Even though the data clearly shows that larger investment do not lead to higher returns, investor show no intention to stop the trend. Partly because the current competition requires certain amounts and offering less would mean missing out on some clear opportunities, but most of them justify their “generosity” with the few success stories overpopulating the media.

News outlet often only report sky-high valuations as they are more prominent eye-catchers than in-depth data, but even high-profile exits such as Uber IPO at $82bn valuation represents just a 3.3x multiple on its massive $24.7bn raise over 22 funding rounds. That is less than half the typical capital efficiency for a company of that size, let alone Uber’s clear struggle in achieving a profitable model and a sustainable growth as a public company.

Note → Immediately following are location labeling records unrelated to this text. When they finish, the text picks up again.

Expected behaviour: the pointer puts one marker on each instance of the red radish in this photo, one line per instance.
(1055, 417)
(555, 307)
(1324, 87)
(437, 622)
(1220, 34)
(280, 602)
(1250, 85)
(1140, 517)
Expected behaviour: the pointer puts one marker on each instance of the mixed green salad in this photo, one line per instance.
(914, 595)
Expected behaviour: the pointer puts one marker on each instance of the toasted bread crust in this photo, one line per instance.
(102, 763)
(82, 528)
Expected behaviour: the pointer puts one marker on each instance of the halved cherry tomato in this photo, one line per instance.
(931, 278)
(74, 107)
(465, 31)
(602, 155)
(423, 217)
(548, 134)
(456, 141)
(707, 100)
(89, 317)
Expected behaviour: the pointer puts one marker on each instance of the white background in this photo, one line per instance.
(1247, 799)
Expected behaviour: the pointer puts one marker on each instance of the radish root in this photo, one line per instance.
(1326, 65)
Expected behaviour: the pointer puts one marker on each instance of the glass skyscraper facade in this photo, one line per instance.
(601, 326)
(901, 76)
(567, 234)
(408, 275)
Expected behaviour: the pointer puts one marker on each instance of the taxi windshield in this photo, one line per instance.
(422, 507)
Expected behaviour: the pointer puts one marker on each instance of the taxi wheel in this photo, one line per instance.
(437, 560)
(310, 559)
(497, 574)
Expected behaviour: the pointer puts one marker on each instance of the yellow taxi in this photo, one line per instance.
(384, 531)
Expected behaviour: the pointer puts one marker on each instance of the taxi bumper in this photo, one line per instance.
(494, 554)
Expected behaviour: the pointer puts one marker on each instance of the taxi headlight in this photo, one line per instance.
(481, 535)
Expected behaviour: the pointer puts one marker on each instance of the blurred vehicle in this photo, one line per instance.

Other less-talked-about exits that underdelivered in terms of capital-efficiency were

  • SandRidge Energy ($3.6B at IPO, raised $870M)
  • GreenSky ($4.3B at IPO, raised $610M)
  • Zayo Group Holdings ($4.5B at IPO, raised $825M)

12 of the top exits in 2018 raised more than $200M, compared to the 7 in 2017 and 3 in 2013, showing that overfunding is becoming the norm rather than the exception.

The real issue with overfunding is that the consistent underperformance of startups in returning capital to investors could damage the investment ecosystem in the long term, establishing ROI expectations that appear deeply flawed when compared to the data, and encouraging an investment approach that puts companies under the massive pressure of unnecessary cash injections rather than allowing them to achieve an exit at a proportionate valuation and possibly continue their growth in the public markets with a long-term view.